Natrx, one of the 2020 cohort of winners, uses specialized 3D printers to craft custom “exo-structures” from materials like biopolymers, natural material that is either produced organically by living organisms or synthetically from renewable resources. Natrx produces these structures in conjunction with local ecologists and engineers and installs them along waterfronts to preserve infrastructure by mitigating erosion while also providing a habitat for natural growth.

“The void spaces are just as important as the physical spaces,” Leonard Nelson, a Natrx co-founder, says. “In a situation where there are certain species like sea turtles who need to [lay eggs] on land, if you put up a seawall, you’ve blocked their ability to thrive.”

Jeffrey Nelson and Jackson O'Korn of Natrx (Photo courtesy Natrx)

Natrx was founded at the end of 2018, making the company an ideal candidate for RISE’s program. “We’re at the state where we ramped up our progress. We have a viable business and what we want to do is scale it up to produce at the point of need,” Nelson says. Natrx will be using its RISE funding to fabricate their first mobile production unit, a 3-D printer that can travel to project locations and print structures where they’ll be used. In addition to eliminating the costs and hassles of shipping, this process will ideally lead to job opportunities for local contractors as well.

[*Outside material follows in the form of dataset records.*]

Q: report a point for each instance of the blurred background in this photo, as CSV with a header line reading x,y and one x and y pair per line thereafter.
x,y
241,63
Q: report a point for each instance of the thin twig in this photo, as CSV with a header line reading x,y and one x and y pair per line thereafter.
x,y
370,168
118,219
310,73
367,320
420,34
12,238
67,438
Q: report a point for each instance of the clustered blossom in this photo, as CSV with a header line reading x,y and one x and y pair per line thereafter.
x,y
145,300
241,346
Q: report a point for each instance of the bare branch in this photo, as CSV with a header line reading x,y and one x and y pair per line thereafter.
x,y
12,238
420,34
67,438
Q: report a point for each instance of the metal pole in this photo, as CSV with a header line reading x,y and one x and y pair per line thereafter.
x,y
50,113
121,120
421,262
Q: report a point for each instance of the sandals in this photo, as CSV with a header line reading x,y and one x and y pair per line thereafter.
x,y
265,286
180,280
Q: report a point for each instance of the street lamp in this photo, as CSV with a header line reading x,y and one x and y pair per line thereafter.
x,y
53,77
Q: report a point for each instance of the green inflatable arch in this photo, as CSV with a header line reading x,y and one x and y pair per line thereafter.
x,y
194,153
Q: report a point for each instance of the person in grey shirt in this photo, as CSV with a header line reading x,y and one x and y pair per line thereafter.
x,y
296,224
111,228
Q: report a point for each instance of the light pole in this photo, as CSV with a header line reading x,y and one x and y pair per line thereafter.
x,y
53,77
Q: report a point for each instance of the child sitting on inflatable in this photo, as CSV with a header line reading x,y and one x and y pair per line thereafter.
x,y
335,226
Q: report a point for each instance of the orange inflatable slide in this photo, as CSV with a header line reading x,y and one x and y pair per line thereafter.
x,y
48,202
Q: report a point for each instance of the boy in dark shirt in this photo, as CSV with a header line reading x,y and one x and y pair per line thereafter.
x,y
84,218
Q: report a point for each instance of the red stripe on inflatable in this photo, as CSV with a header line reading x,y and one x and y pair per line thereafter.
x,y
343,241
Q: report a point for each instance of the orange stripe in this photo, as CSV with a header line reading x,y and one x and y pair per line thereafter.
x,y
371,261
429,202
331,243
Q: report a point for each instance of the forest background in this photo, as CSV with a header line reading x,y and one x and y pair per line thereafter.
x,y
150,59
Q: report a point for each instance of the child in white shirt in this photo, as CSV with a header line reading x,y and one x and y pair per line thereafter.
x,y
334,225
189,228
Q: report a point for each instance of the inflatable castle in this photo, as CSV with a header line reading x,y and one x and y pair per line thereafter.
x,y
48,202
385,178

The other four members of the 2020 RISE cohort include Re:Public, which helps non-mapping professionals track real-time flood risks; StormSensor, which builds stormwater monitoring products; Virginia PACE Authority, which offers a financing solution to provide capital related to flood mitigation and other resilience improvements; and WeatherCheck, which uses AI to monitor properties for weather-related damage and loss in order to both speed up the claims process and improve the future of risk analysis.

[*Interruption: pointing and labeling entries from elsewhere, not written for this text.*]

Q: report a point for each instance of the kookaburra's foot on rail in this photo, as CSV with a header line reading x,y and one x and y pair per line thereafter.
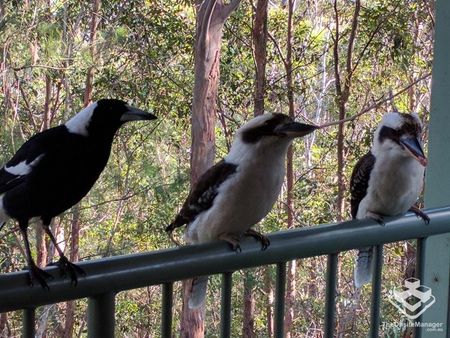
x,y
376,217
420,213
67,267
232,240
35,273
265,242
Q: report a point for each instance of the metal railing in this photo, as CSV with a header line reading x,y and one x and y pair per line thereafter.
x,y
106,277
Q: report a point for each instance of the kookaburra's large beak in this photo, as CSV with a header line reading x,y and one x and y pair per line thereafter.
x,y
136,114
295,129
413,147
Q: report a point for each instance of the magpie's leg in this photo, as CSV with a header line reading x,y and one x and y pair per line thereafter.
x,y
64,264
420,213
376,217
34,273
265,242
232,240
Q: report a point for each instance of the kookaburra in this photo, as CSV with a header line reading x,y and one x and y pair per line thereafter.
x,y
388,179
240,190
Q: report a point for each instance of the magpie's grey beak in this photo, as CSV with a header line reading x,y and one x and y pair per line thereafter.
x,y
136,114
413,147
295,129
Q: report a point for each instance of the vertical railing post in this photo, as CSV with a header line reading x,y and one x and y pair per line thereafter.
x,y
330,296
101,316
28,322
376,291
280,291
436,256
225,320
166,316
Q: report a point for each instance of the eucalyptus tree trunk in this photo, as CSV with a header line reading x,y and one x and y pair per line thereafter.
x,y
259,34
292,266
95,21
211,16
343,85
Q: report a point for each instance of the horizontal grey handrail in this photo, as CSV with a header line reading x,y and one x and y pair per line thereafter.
x,y
126,272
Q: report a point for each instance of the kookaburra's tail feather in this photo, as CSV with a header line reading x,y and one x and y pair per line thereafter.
x,y
198,292
363,268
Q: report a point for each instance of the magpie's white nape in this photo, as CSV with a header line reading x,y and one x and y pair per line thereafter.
x,y
240,190
56,168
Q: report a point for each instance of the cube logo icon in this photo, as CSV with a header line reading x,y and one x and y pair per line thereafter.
x,y
413,300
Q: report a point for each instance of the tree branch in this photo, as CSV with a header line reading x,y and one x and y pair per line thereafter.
x,y
384,99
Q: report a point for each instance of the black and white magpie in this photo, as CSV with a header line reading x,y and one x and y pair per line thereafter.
x,y
240,190
56,168
388,179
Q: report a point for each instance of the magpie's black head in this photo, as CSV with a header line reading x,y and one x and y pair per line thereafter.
x,y
400,133
105,117
273,127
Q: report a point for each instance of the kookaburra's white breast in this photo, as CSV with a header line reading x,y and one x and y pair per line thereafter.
x,y
242,200
394,185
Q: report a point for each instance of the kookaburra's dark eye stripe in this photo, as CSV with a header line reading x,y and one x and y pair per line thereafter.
x,y
387,133
255,134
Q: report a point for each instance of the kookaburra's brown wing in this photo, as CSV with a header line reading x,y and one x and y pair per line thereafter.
x,y
359,181
202,195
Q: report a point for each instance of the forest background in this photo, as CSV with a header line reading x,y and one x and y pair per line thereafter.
x,y
318,60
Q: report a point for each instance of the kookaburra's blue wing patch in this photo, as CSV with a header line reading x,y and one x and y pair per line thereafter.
x,y
359,181
202,196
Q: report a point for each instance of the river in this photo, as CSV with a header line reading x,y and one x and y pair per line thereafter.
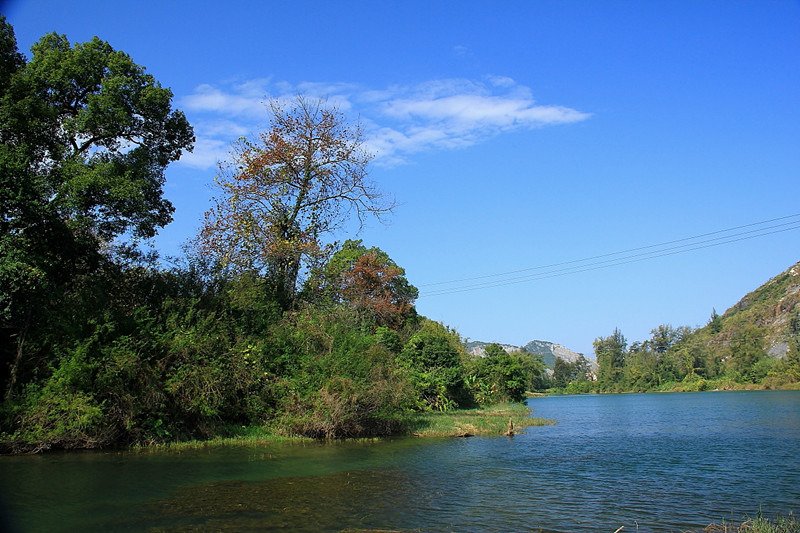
x,y
649,462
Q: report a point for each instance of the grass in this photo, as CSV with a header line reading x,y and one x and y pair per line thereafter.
x,y
492,420
782,524
489,421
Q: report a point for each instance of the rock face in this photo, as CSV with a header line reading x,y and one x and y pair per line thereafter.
x,y
548,350
775,307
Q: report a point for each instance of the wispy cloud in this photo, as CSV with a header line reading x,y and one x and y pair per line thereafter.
x,y
398,120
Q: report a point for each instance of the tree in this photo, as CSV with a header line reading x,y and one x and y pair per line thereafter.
x,y
282,193
610,353
85,137
564,372
368,280
497,377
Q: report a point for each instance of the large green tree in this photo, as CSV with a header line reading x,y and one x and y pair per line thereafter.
x,y
610,353
85,137
282,194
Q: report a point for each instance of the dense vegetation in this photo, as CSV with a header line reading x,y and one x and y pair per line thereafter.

RISE doesn’t look to fund ideas. Rather it helps bring solutions that have already been piloted to a wider market by providing revenue-based funding, business mentorship, and access to data, experts, and demo sites along the Hampton Roads coast.

“We’re not an incubator, we’re an economic development organization. We broker the problems and solutions with funding,” RISE executive director Paul Robinson says. “What we’ve been building here is a way to identify resilience problems and see if there is a market for [solutions] here and elsewhere. We pick [challenge winners] based on economic viability.” With RISE funding, companies only repay their loans when they begin to see revenue. (The 2018 cohort was actually only announced in spring 2019, so those companies are still working on scaling up, as well.)

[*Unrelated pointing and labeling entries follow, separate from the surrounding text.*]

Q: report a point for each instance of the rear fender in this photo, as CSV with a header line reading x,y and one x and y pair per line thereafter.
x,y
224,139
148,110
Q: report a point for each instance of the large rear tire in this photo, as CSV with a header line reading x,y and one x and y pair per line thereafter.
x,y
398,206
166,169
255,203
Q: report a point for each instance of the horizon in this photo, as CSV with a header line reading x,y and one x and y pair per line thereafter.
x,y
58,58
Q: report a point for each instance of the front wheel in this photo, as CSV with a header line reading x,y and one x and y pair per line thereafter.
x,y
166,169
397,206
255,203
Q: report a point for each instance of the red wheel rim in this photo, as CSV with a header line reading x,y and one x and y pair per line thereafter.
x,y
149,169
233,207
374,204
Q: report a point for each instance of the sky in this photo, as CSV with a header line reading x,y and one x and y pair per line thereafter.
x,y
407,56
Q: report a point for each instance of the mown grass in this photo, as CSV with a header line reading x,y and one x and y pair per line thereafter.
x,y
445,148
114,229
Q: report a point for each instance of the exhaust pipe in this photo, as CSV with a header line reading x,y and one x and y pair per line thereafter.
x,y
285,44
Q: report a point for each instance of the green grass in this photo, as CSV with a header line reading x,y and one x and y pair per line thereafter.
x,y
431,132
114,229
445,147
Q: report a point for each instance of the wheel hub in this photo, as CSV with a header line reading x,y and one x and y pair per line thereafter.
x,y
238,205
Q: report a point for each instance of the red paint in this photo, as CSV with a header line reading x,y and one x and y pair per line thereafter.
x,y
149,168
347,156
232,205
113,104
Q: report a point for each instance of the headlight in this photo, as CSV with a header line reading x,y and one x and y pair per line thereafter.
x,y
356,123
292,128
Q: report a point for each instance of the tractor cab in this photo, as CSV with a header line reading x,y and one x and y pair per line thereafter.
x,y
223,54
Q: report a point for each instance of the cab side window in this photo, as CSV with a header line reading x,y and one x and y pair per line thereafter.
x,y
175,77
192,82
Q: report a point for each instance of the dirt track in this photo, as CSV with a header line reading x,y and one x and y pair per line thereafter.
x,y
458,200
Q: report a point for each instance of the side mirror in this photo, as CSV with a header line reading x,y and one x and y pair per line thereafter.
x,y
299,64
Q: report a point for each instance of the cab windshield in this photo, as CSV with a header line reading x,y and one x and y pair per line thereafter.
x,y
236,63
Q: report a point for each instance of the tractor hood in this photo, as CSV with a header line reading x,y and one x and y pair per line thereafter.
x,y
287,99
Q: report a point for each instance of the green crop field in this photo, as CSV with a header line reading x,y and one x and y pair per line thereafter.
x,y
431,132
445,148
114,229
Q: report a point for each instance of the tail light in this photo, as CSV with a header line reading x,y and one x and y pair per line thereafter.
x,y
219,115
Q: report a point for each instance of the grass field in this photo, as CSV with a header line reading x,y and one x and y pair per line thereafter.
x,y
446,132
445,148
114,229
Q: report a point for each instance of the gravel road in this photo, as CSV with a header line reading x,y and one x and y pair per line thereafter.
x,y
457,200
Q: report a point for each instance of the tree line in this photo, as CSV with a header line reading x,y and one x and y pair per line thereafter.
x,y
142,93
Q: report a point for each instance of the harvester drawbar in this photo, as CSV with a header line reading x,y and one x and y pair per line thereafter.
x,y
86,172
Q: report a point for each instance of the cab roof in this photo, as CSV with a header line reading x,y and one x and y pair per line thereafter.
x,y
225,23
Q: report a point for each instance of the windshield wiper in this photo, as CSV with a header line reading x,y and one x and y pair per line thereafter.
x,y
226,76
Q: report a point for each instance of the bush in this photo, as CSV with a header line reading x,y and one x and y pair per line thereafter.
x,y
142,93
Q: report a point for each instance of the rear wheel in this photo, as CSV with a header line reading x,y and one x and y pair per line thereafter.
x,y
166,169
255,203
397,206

A benefit of locating the accelerator in Norfolk and infusing the region with companies testing and growing their resilience-based products is economic diversification for the city. While RISE doesn’t require winners to permanently relocate their business to Hampton Roads, during “normal times” the teams naturally spend quite a bit of time at RISE’s co-working and workshop space, with some choosing to relocate to or open new space in the region. That’s good for the city’s economic base, Robinson says.

“Historically we’ve been really reliant on government dollars from the DOD,” Robinson says. “We need to grow and diversify the economy. Why not, instead of putting money into walls or storm drains, we put some towards developing intellectual capital and innovation around resilient coastal communities?”

In thinking about the future, Robinson says that RISE’s goals are to keep sourcing solutions to big problems and adding another five companies to the accelerator this summer through their Urban Mobility Challenge that focuses on apps that offer real-time flooding solutions.

“We want [Hampton Roads] to be a community that people want to belong to,” he says, “where innovation and resilience happens and starts to grow organically.”